In this example, we will present how to apply the standalone simulation of FedML in the MINIST image classification using an MPI-based FL simulator. The complete code is available at https://github.com/FedML-AI/FedML/tree/master/python/examples/simulation/mpi_torch_fedavg_mnist_lr_example.
One line API
Step 1. preparation
In this example, we have to complete the operation of step1 in the One line API first, and then proceed to the subsequent operations.
We use the mpi4py
package for the MPI implementation in Python. Here you need to install mpi4py
with conda install
instead of pip install
because pip install will report an error.
conda install mpi4py
Step 2. setup Parameters
config/fedml_config.yaml
is almost the same as fedml_config.yaml
in One line API step2, only the backend setting in comm_args
is different. Here comm_args.backend is "MPI", which means the program is running based on an MPI-based FL Simulator.
comm_args:
backend: "MPI"
is_mobile: 0
Step 3. training
Now that we have configured all the dependencies, we can quickly implement the training of the federated learning model based on MPI-based FL Simulator on the MNIST dataset with the following line of code.
# 4 means 4 processes
bash run_one_line_example.sh 4
Note that if you download the code on Windows and upload it to a Linux environment, you will see the following output when the program just starts running.

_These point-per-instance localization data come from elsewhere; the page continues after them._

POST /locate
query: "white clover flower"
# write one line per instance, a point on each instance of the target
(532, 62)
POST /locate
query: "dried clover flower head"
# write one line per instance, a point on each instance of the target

run_one_line_example.sh: line 2: $' \r ': command not found
run_one_line_example.sh: line 4: $'\r': command not found
expr: non-integer argument
run_one_line_example.sh: line 7: $'\r': command not found
run_one_line_example.sh: line 9: $'\r': command not found
The main way to deal with this is to end the program and then run the following command, filename
here is run_one_line_example.sh
sed -i 's/\r$//' filename
When it officially starts running, you can see the real-time output of the program running on the terminal. When the process is finished and you see an output similar to the following, it means that the whole process is running successfully.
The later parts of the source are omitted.